- Born: 15 May 1963 (age 62) Nowy Targ, Poland
- Education: Academy of Music in Kraków
- Occupation: Operatic soprano;

= Zofia Kilanowicz =

Polish soprano

Zofia Kilanowicz (born 15 May 1963) is a Polish operatic soprano who has performed internationally, with a focus on Polish music. She appeared as Roxana in Szymanowski's King Roger in Paris and New York City, and recorded Górecki's Second Symphony (Copernican Symphony) and Third Symphony (Symphony of Sorrowful Songs).

==Life ==
She was born in Nowy Targ. After graduating from the School of Music in her hometown, she studied at the Academy of Music in Kraków with Helena Łazarska. Already during her studies, she was a prize winner of the Ada Sari Vocal Art Competition in Nowy Sącz (1986), the Karol Szymanowski Competition in Łódź, and the Karol Szymanowski Competition in Karlovy Vary. She received the Elly Ameling Award at the International Vocal Competition 's-Hertogenbosch in 1988.

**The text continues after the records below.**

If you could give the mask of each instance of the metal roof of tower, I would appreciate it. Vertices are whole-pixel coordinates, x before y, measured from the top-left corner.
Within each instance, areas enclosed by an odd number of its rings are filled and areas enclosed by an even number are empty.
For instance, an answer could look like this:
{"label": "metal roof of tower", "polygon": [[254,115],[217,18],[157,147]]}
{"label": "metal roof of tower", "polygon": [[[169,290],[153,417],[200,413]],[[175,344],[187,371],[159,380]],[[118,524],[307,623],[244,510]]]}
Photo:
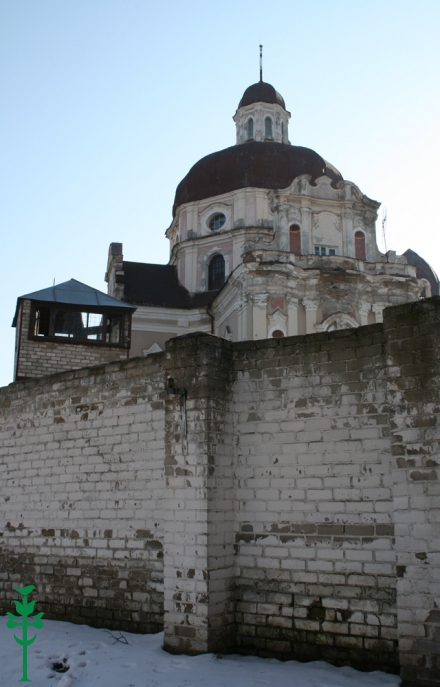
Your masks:
{"label": "metal roof of tower", "polygon": [[12,322],[16,326],[18,308],[22,300],[43,301],[47,303],[61,303],[64,305],[83,305],[88,308],[118,308],[121,310],[136,310],[136,307],[123,303],[98,289],[93,289],[76,279],[70,279],[62,284],[54,284],[41,291],[33,291],[17,298],[17,308]]}

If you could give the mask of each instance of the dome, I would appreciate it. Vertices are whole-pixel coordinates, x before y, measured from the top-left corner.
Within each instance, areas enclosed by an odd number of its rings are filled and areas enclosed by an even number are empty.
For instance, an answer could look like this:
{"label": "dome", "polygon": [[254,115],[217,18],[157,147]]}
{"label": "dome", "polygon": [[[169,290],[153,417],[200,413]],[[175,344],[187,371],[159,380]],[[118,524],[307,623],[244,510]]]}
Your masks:
{"label": "dome", "polygon": [[285,110],[286,105],[284,98],[271,86],[270,83],[259,81],[246,88],[243,97],[238,103],[238,109],[245,107],[245,105],[252,105],[252,103],[275,103],[281,105]]}
{"label": "dome", "polygon": [[173,205],[219,196],[239,188],[282,189],[301,174],[342,181],[338,170],[310,148],[252,141],[231,146],[196,162],[177,187]]}

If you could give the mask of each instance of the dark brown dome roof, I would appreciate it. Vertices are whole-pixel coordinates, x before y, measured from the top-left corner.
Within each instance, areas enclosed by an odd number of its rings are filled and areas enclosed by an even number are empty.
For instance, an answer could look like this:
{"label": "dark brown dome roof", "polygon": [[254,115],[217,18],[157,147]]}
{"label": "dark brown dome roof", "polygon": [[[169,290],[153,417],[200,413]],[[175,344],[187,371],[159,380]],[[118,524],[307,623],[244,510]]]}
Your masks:
{"label": "dark brown dome roof", "polygon": [[271,86],[270,83],[259,81],[246,88],[238,107],[252,105],[252,103],[276,103],[286,109],[284,98]]}
{"label": "dark brown dome roof", "polygon": [[252,141],[231,146],[196,162],[177,187],[173,205],[219,196],[239,188],[282,189],[300,174],[309,174],[311,182],[320,176],[342,181],[338,170],[310,148],[285,143]]}

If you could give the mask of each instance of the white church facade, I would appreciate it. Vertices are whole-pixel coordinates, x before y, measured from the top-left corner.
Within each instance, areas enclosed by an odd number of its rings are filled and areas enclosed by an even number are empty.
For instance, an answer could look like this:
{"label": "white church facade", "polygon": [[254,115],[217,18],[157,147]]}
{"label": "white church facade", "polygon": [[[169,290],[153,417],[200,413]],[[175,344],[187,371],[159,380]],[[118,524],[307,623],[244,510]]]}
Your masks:
{"label": "white church facade", "polygon": [[70,280],[20,297],[14,379],[146,356],[195,331],[252,341],[375,324],[437,295],[414,251],[379,251],[379,203],[291,145],[289,119],[273,86],[246,89],[235,145],[177,187],[167,265],[126,261],[111,243],[107,294]]}

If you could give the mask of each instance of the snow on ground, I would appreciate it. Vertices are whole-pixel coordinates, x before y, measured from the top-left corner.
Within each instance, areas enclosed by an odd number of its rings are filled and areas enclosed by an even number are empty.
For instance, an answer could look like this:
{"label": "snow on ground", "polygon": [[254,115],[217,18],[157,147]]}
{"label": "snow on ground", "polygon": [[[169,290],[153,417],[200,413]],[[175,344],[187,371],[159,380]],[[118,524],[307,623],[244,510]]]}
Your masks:
{"label": "snow on ground", "polygon": [[[0,617],[0,686],[22,676],[21,647]],[[119,636],[118,632],[112,632]],[[33,687],[398,687],[400,678],[380,671],[361,673],[322,661],[282,663],[253,656],[172,656],[162,649],[163,633],[123,632],[128,644],[105,630],[45,620],[29,647]],[[32,636],[29,633],[29,636]],[[65,672],[57,672],[52,666]],[[372,666],[373,667],[373,666]],[[67,670],[65,670],[68,668]]]}

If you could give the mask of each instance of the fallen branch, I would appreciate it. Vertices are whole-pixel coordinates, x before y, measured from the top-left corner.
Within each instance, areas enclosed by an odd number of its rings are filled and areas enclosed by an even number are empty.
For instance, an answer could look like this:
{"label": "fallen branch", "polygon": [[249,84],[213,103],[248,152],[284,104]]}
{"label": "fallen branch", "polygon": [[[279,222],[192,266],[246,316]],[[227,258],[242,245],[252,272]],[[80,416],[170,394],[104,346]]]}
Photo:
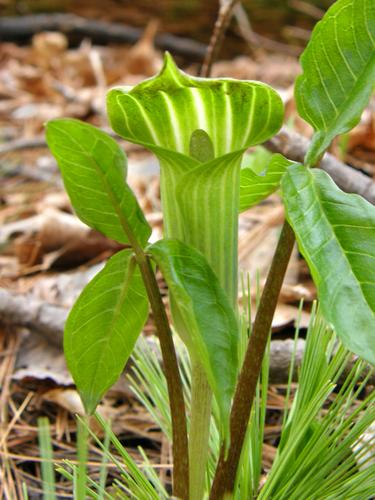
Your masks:
{"label": "fallen branch", "polygon": [[69,310],[0,288],[0,322],[24,326],[44,335],[54,345],[62,346],[64,325]]}
{"label": "fallen branch", "polygon": [[[309,148],[308,139],[283,127],[272,139],[265,143],[267,149],[274,153],[281,153],[290,160],[303,162]],[[345,165],[334,156],[326,153],[319,165],[327,172],[336,184],[347,193],[363,196],[375,205],[375,182],[362,172]]]}
{"label": "fallen branch", "polygon": [[[74,14],[35,14],[0,18],[1,41],[27,41],[41,31],[60,31],[69,40],[77,42],[90,38],[94,43],[134,44],[143,35],[143,29],[122,23],[85,19]],[[162,50],[201,61],[206,53],[203,43],[168,33],[156,35],[155,45]]]}
{"label": "fallen branch", "polygon": [[[42,335],[56,347],[62,348],[63,331],[69,310],[65,307],[43,302],[25,294],[12,293],[0,288],[0,323],[8,327],[26,327]],[[154,346],[152,337],[151,345]],[[305,340],[297,341],[294,379],[301,366]],[[288,381],[290,360],[294,351],[294,340],[272,340],[270,382],[285,384]],[[371,378],[375,383],[375,374]]]}

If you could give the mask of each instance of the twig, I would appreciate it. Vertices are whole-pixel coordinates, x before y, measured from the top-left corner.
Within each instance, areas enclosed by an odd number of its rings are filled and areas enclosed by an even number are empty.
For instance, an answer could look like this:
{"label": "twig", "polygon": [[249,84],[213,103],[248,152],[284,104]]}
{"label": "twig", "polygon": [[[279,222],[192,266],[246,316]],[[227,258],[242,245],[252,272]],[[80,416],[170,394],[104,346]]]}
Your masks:
{"label": "twig", "polygon": [[324,16],[324,10],[319,9],[316,5],[304,2],[303,0],[290,0],[289,6],[303,14],[307,14],[314,19],[321,19]]}
{"label": "twig", "polygon": [[210,500],[221,500],[231,494],[236,480],[251,408],[254,401],[259,372],[267,346],[272,318],[280,294],[295,237],[290,225],[285,222],[276,247],[267,281],[263,289],[254,326],[246,349],[245,359],[238,379],[230,414],[230,446],[226,453],[223,444],[212,483]]}
{"label": "twig", "polygon": [[289,54],[291,56],[299,56],[302,52],[300,47],[295,45],[286,45],[284,43],[277,42],[276,40],[271,40],[258,33],[255,33],[251,27],[249,18],[242,4],[235,6],[233,11],[234,17],[236,18],[238,29],[241,33],[242,38],[250,45],[250,47],[262,47],[267,50],[272,50],[275,52],[282,52]]}
{"label": "twig", "polygon": [[238,1],[239,0],[221,0],[220,2],[219,14],[200,71],[201,76],[209,77],[211,74],[212,64],[221,48],[225,31],[228,28],[233,9]]}
{"label": "twig", "polygon": [[[0,40],[27,41],[40,31],[61,31],[72,41],[90,38],[95,43],[136,43],[143,34],[140,28],[122,23],[110,23],[96,19],[85,19],[74,14],[32,14],[20,17],[0,18]],[[201,61],[206,45],[161,33],[155,37],[155,45],[162,50]]]}

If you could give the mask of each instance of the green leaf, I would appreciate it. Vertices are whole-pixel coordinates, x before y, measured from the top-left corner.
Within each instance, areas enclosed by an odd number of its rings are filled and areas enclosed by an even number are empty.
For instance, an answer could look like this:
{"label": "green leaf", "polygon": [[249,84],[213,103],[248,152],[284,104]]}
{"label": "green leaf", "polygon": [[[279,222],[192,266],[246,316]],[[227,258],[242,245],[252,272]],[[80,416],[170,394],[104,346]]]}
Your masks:
{"label": "green leaf", "polygon": [[149,247],[178,309],[175,327],[202,363],[228,430],[238,371],[239,329],[233,309],[203,255],[178,240]]}
{"label": "green leaf", "polygon": [[[240,177],[240,207],[243,212],[274,193],[280,186],[280,181],[286,169],[293,162],[280,154],[274,154],[267,161],[264,173],[257,174],[251,167],[241,169]],[[257,168],[259,165],[255,165]],[[265,165],[266,166],[266,165]]]}
{"label": "green leaf", "polygon": [[301,56],[295,96],[315,134],[306,156],[314,165],[332,139],[360,120],[375,85],[375,2],[338,0],[316,25]]}
{"label": "green leaf", "polygon": [[147,315],[139,268],[122,250],[84,288],[65,326],[66,361],[88,413],[120,376]]}
{"label": "green leaf", "polygon": [[130,142],[189,155],[192,133],[204,130],[215,156],[266,141],[280,128],[284,107],[268,85],[253,81],[195,78],[167,53],[161,72],[132,90],[108,93],[113,129]]}
{"label": "green leaf", "polygon": [[151,228],[126,183],[126,156],[116,141],[73,119],[49,121],[46,136],[78,217],[124,244],[128,225],[145,246]]}
{"label": "green leaf", "polygon": [[288,169],[282,190],[324,316],[349,350],[375,364],[375,207],[302,165]]}

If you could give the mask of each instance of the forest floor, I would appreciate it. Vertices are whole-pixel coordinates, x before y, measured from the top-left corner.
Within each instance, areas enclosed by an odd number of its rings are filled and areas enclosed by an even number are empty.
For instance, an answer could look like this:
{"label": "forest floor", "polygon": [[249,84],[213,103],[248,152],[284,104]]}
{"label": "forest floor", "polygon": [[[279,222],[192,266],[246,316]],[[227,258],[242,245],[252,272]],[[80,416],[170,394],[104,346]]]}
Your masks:
{"label": "forest floor", "polygon": [[[55,462],[76,459],[74,414],[83,409],[64,362],[61,318],[88,280],[120,248],[72,213],[46,148],[43,124],[69,116],[108,129],[104,108],[108,87],[134,85],[161,67],[162,53],[155,48],[153,36],[154,26],[149,25],[145,37],[132,46],[98,46],[83,40],[71,48],[67,37],[58,32],[41,32],[22,46],[0,43],[0,300],[4,304],[21,298],[12,302],[8,314],[1,313],[0,498],[22,499],[22,483],[27,484],[30,498],[41,497],[39,416],[50,420]],[[282,51],[282,46],[272,53],[259,47],[246,49],[246,44],[242,47],[241,55],[217,62],[213,76],[271,84],[285,102],[286,123],[309,136],[293,101],[293,81],[299,73],[296,56],[289,49]],[[197,73],[197,63],[180,62],[186,71]],[[141,148],[120,142],[129,158],[129,183],[153,228],[152,238],[157,240],[162,234],[157,162]],[[374,103],[350,135],[333,144],[331,152],[375,178]],[[264,281],[282,220],[278,195],[240,217],[240,267],[253,283],[257,276],[260,284]],[[272,338],[281,342],[281,351],[290,349],[300,300],[304,300],[303,330],[315,298],[307,267],[295,250],[273,322]],[[50,314],[49,329],[38,328],[35,321],[41,306]],[[145,334],[153,333],[150,319]],[[274,367],[268,398],[265,470],[276,450],[284,408],[287,364],[284,358],[279,363]],[[108,392],[99,411],[111,420],[114,432],[135,457],[137,446],[142,445],[151,463],[168,465],[165,438],[130,392],[125,374]],[[98,449],[90,444],[92,477],[100,460]],[[116,468],[109,464],[109,478],[116,475]],[[72,498],[71,485],[62,477],[58,478],[58,494],[59,498]]]}

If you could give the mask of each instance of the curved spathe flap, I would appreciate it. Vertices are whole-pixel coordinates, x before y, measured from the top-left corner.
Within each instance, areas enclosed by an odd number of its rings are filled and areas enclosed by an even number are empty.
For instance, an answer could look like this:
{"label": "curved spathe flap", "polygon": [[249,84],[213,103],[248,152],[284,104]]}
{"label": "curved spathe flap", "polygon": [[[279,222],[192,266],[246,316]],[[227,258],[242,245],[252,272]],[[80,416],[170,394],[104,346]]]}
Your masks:
{"label": "curved spathe flap", "polygon": [[202,129],[216,157],[264,142],[279,130],[284,113],[268,85],[191,77],[169,54],[157,76],[130,91],[111,90],[107,107],[113,129],[130,142],[189,155],[191,134]]}

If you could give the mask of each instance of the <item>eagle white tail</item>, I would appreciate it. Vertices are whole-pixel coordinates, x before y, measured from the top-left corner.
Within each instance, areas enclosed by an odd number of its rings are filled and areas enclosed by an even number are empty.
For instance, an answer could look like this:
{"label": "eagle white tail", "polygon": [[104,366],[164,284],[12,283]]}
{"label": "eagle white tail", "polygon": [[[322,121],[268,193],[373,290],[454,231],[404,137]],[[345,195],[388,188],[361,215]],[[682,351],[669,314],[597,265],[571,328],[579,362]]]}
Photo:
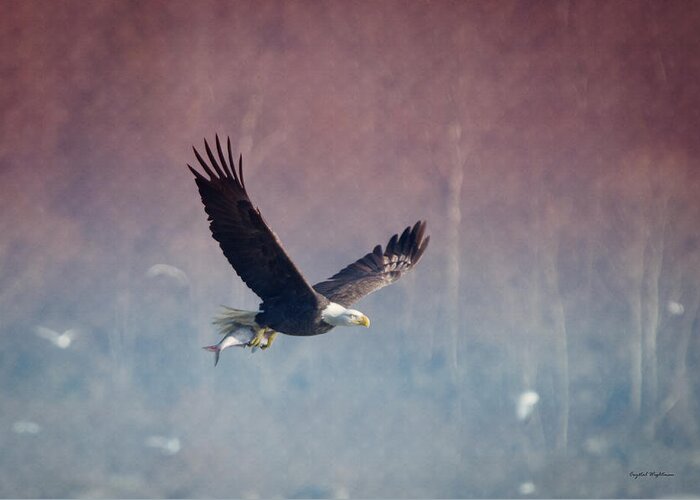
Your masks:
{"label": "eagle white tail", "polygon": [[[257,311],[243,311],[241,309],[224,307],[221,314],[214,319],[214,324],[224,338],[218,344],[202,348],[214,353],[214,366],[219,363],[221,351],[234,346],[246,347],[253,340],[255,332],[260,329],[255,322],[257,314]],[[260,345],[267,345],[267,339],[264,339]]]}
{"label": "eagle white tail", "polygon": [[259,328],[258,324],[255,322],[255,316],[258,315],[258,311],[244,311],[232,307],[223,307],[224,309],[221,311],[221,314],[214,318],[214,324],[219,329],[221,335],[228,335],[241,326]]}

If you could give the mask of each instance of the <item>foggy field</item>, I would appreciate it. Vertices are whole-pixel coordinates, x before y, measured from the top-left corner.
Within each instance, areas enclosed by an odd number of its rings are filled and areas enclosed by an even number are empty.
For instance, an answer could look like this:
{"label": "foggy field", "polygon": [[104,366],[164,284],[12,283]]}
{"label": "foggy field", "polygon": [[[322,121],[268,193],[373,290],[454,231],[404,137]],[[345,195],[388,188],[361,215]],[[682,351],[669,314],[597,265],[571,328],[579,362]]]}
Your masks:
{"label": "foggy field", "polygon": [[[700,4],[4,0],[0,47],[0,497],[700,495]],[[427,219],[369,330],[214,368],[214,134],[311,283]]]}

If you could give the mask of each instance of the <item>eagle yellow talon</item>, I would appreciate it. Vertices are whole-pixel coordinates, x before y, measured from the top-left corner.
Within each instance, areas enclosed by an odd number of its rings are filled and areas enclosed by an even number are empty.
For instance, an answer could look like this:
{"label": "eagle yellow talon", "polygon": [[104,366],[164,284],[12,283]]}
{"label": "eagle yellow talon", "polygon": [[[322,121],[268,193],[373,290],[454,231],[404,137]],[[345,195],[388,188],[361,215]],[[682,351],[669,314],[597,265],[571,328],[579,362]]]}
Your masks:
{"label": "eagle yellow talon", "polygon": [[248,342],[248,345],[250,347],[259,347],[260,342],[262,342],[262,339],[265,338],[265,328],[261,328],[255,333],[255,337],[253,337],[250,342]]}

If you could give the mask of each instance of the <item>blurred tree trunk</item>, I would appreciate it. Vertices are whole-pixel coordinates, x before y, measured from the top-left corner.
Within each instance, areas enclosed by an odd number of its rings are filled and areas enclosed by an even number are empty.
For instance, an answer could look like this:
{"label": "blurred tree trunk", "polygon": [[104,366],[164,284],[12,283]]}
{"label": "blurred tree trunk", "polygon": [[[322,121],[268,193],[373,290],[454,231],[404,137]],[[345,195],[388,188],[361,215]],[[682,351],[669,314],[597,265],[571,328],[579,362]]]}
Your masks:
{"label": "blurred tree trunk", "polygon": [[464,180],[464,158],[462,157],[461,138],[462,127],[455,123],[450,127],[450,137],[454,142],[454,162],[450,171],[449,183],[447,187],[447,297],[449,333],[451,339],[450,348],[450,371],[453,379],[458,380],[459,376],[459,350],[460,350],[460,303],[459,303],[459,283],[460,283],[460,226],[462,223],[462,184]]}

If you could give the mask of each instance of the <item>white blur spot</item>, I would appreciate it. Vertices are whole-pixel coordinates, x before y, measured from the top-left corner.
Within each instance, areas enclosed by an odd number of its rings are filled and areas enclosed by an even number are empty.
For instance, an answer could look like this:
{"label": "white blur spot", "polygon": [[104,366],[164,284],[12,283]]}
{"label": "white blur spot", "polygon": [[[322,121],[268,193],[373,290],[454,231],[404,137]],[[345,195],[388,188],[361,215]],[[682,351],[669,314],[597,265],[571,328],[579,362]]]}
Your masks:
{"label": "white blur spot", "polygon": [[532,495],[535,489],[535,484],[532,481],[527,481],[525,483],[520,483],[520,486],[518,486],[518,493],[521,495]]}
{"label": "white blur spot", "polygon": [[34,329],[34,333],[36,333],[42,339],[48,340],[60,349],[69,348],[78,334],[77,330],[73,328],[66,330],[63,333],[58,333],[56,330],[46,328],[45,326],[37,326]]}
{"label": "white blur spot", "polygon": [[666,309],[672,316],[681,316],[685,312],[685,307],[683,307],[683,304],[674,302],[673,300],[668,301],[668,304],[666,304]]}
{"label": "white blur spot", "polygon": [[525,391],[518,396],[518,402],[515,406],[515,416],[518,420],[525,420],[535,409],[537,402],[540,400],[540,395],[535,391]]}
{"label": "white blur spot", "polygon": [[156,448],[163,455],[175,455],[180,451],[180,440],[178,438],[169,438],[165,436],[148,436],[146,446]]}
{"label": "white blur spot", "polygon": [[336,486],[335,491],[333,492],[333,498],[337,498],[339,500],[350,498],[350,491],[348,491],[348,489],[343,485]]}
{"label": "white blur spot", "polygon": [[185,271],[178,269],[175,266],[171,266],[170,264],[154,264],[148,268],[148,271],[146,271],[146,276],[149,278],[164,276],[174,280],[180,286],[190,286],[190,279],[185,274]]}
{"label": "white blur spot", "polygon": [[12,424],[12,430],[17,434],[39,434],[41,426],[29,420],[18,420]]}

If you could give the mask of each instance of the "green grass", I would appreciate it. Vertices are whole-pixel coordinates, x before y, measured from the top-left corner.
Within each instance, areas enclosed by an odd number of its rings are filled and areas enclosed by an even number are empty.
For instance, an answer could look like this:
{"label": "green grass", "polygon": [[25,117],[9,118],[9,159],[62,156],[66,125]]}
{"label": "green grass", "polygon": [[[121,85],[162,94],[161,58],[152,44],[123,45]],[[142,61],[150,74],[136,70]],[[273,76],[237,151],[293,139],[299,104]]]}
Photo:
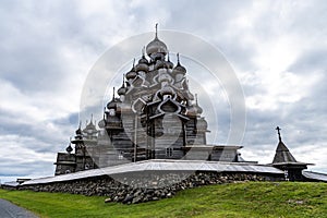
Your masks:
{"label": "green grass", "polygon": [[137,205],[106,197],[0,190],[0,198],[40,217],[327,217],[327,183],[249,182],[208,185]]}

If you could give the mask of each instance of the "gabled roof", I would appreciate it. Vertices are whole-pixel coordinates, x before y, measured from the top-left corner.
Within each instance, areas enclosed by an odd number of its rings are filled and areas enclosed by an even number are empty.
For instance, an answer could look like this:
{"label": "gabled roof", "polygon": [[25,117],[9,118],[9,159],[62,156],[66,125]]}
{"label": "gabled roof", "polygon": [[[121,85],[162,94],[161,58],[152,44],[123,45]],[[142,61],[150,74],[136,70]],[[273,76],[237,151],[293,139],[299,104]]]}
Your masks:
{"label": "gabled roof", "polygon": [[296,162],[296,159],[287,148],[282,141],[279,141],[272,164],[278,162]]}

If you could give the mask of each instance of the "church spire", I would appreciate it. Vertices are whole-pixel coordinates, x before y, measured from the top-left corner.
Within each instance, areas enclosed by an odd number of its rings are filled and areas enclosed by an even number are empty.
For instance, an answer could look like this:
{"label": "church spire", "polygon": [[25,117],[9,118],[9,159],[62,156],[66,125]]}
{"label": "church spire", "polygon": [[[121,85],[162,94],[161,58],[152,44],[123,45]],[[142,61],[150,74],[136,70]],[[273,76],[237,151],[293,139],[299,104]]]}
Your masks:
{"label": "church spire", "polygon": [[276,130],[277,130],[277,134],[278,134],[278,140],[279,140],[279,142],[281,142],[281,136],[280,136],[281,129],[279,126],[277,126]]}
{"label": "church spire", "polygon": [[158,23],[156,23],[156,38],[158,38]]}
{"label": "church spire", "polygon": [[112,87],[112,89],[113,89],[113,93],[112,93],[112,101],[113,101],[114,100],[114,86]]}

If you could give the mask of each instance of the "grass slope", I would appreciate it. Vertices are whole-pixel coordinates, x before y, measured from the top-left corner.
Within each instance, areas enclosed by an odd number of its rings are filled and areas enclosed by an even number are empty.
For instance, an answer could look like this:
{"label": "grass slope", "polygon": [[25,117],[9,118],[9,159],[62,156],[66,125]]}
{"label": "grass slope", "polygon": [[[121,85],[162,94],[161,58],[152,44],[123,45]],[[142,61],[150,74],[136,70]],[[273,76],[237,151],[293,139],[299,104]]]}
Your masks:
{"label": "grass slope", "polygon": [[247,182],[208,185],[138,205],[106,197],[0,190],[0,198],[41,217],[327,217],[327,183]]}

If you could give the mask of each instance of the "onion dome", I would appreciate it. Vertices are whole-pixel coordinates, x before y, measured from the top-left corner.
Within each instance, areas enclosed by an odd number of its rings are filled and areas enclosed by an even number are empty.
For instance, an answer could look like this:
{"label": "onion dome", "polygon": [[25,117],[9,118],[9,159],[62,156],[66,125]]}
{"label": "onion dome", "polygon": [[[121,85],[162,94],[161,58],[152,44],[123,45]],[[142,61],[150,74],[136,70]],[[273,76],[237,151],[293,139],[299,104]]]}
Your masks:
{"label": "onion dome", "polygon": [[186,116],[193,116],[195,117],[197,114],[196,108],[192,106],[186,107]]}
{"label": "onion dome", "polygon": [[89,123],[86,125],[86,128],[83,130],[83,132],[86,134],[95,134],[98,132],[95,124],[93,123],[93,116],[90,118]]}
{"label": "onion dome", "polygon": [[165,68],[165,62],[157,60],[156,64],[155,64],[155,69],[158,70],[158,69],[162,69],[162,68]]}
{"label": "onion dome", "polygon": [[100,129],[104,129],[106,126],[106,121],[105,120],[100,120],[99,123],[98,123],[98,126]]}
{"label": "onion dome", "polygon": [[116,116],[108,117],[107,126],[110,129],[121,128],[121,120]]}
{"label": "onion dome", "polygon": [[117,93],[118,93],[118,95],[120,95],[120,96],[126,94],[124,75],[123,75],[123,83],[122,83],[121,87],[118,88]]}
{"label": "onion dome", "polygon": [[82,130],[81,130],[81,121],[80,121],[80,126],[78,129],[75,131],[76,135],[82,135]]}
{"label": "onion dome", "polygon": [[166,68],[173,69],[173,63],[169,60],[169,53],[168,53],[168,60],[165,62]]}
{"label": "onion dome", "polygon": [[142,49],[142,58],[138,60],[138,63],[135,65],[136,72],[140,72],[140,71],[148,72],[148,61],[145,58],[144,49],[145,48]]}
{"label": "onion dome", "polygon": [[158,29],[157,29],[158,24],[156,24],[156,37],[154,40],[152,40],[147,46],[146,46],[146,53],[150,57],[153,53],[164,53],[165,56],[167,55],[167,46],[165,43],[159,40],[158,38]]}
{"label": "onion dome", "polygon": [[202,107],[199,107],[198,104],[197,104],[197,94],[195,94],[195,108],[196,108],[196,112],[198,114],[201,114],[203,112]]}
{"label": "onion dome", "polygon": [[73,148],[72,148],[72,146],[71,146],[71,143],[70,143],[69,146],[65,148],[65,150],[66,150],[69,154],[71,154],[71,152],[73,152]]}
{"label": "onion dome", "polygon": [[208,129],[208,123],[204,118],[199,118],[196,122],[196,128],[198,130],[207,130]]}
{"label": "onion dome", "polygon": [[109,101],[107,104],[107,108],[110,110],[110,109],[117,109],[117,100],[114,98],[114,87],[113,87],[113,94],[112,94],[112,99],[111,101]]}
{"label": "onion dome", "polygon": [[173,68],[172,73],[173,74],[185,74],[186,69],[184,66],[182,66],[180,63],[180,55],[178,53],[177,56],[178,56],[178,64]]}
{"label": "onion dome", "polygon": [[134,61],[133,61],[133,68],[130,70],[130,72],[126,73],[126,78],[128,78],[128,80],[130,80],[130,78],[133,80],[133,78],[135,78],[136,75],[137,75],[136,72],[135,72],[135,65],[134,65],[134,64],[135,64],[135,59],[134,59]]}
{"label": "onion dome", "polygon": [[164,96],[164,95],[174,95],[174,90],[170,87],[170,86],[165,86],[162,87],[160,90],[159,90],[160,95]]}

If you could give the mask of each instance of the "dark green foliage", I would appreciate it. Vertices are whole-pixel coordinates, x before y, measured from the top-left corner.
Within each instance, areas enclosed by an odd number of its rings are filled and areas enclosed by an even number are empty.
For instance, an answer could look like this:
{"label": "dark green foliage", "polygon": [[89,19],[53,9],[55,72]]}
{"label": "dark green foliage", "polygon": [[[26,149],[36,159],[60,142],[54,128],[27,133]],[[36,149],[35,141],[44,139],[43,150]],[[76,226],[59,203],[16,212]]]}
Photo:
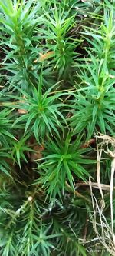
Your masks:
{"label": "dark green foliage", "polygon": [[0,0],[2,256],[110,255],[114,21],[110,0]]}

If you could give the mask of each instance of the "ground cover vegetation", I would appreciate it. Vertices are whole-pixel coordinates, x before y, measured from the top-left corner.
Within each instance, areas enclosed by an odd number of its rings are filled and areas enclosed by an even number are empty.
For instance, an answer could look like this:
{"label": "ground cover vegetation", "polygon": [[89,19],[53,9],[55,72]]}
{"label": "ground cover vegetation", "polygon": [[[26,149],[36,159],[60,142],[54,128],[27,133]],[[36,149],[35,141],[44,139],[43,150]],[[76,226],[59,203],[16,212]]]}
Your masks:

Kilanowicz made her debut at the Warsaw Chamber Opera in 1989, as Konstanze in Mozart's Die Entführung aus dem Serail. In 1990, she first performed at La Monnaie in Brussels, as Drusilla in Monteverdi's L'incoronazione di Poppea, and remained a soloist of the house for ten years. Her roles also include Monteverdi's Poppea in L'incoronazione di Poppea, Mozart's La clemenza di Tito, Domenico Scarlatti's Il trionfo dell amore, Viktor Ullmann's Der Kaiser von Atlantis, and Beethoven's Fidelio. She has performed at opera houses in Brussels, Liège, Paris and Salzburg, among others. She appeared at the Théâtre des Champs-Élysées in Paris as Roxana in Szymanowski's King Roger conducted by Charles Dutoit, in a performance that travelled to Carnegie Hall in New York City, and was recorded.

== Recordings ==
Kilanowicz recorded for the Polish Radio. She recorded Mozart's Requiem in 1991, Górecki's Third Symphony for Naxos in 1993, with the Polish National Radio Symphony conducted by Antoni Wit, and Chopin's Polish Songs in 1994. In 1998, she was the soprano soloist in Hermann Suter's Le Laudi performed at St. Bonifatius, Wiesbaden, by Chor von St. Bonifatius and children's choir, the Witold Lutoslawski Philharmonic Wroclaw with organist Petra Morath-Pusinelli, conducted by Gabriel Dessauer, and alongside Pamela Pantos, Andreas Karasiak and Johann-Werner Prein. In 2000, she recorded song cycles by Karol Szymanowski, Songs of the Infatuated Muezzin, Op. 42, and Słopiewnie, Op. 46b, with the London Philharmonic Orchestra conducted by Leon Botstein. She also recorded Górecki's Copernican Symphony with baritone Andrzej Dobber, choirs and the Polish National Radio Symphony Orchestra in Katowice, conducted by Wit. She took part in a DVD recording of Górecki's Third Symphony by the Polish Radio in 2003, with the National Polish Radio Symphony Orchestra conducted by the composer. This recording was also released as a Hybrid Multichannel Super Audio CD and later on Blu-ray to commemorate the 70th anniversary of the outbreak of World War II and the 20th anniversary of Poland regaining its freedom. It received the Fryderyk Award 2006 in the category Contemporary Music.

== Awards ==
Kilanowicz received the Annual Award of the Minister of Culture and National Heritage in 2006, and the Medal of Merit from the city of Nowy Targ.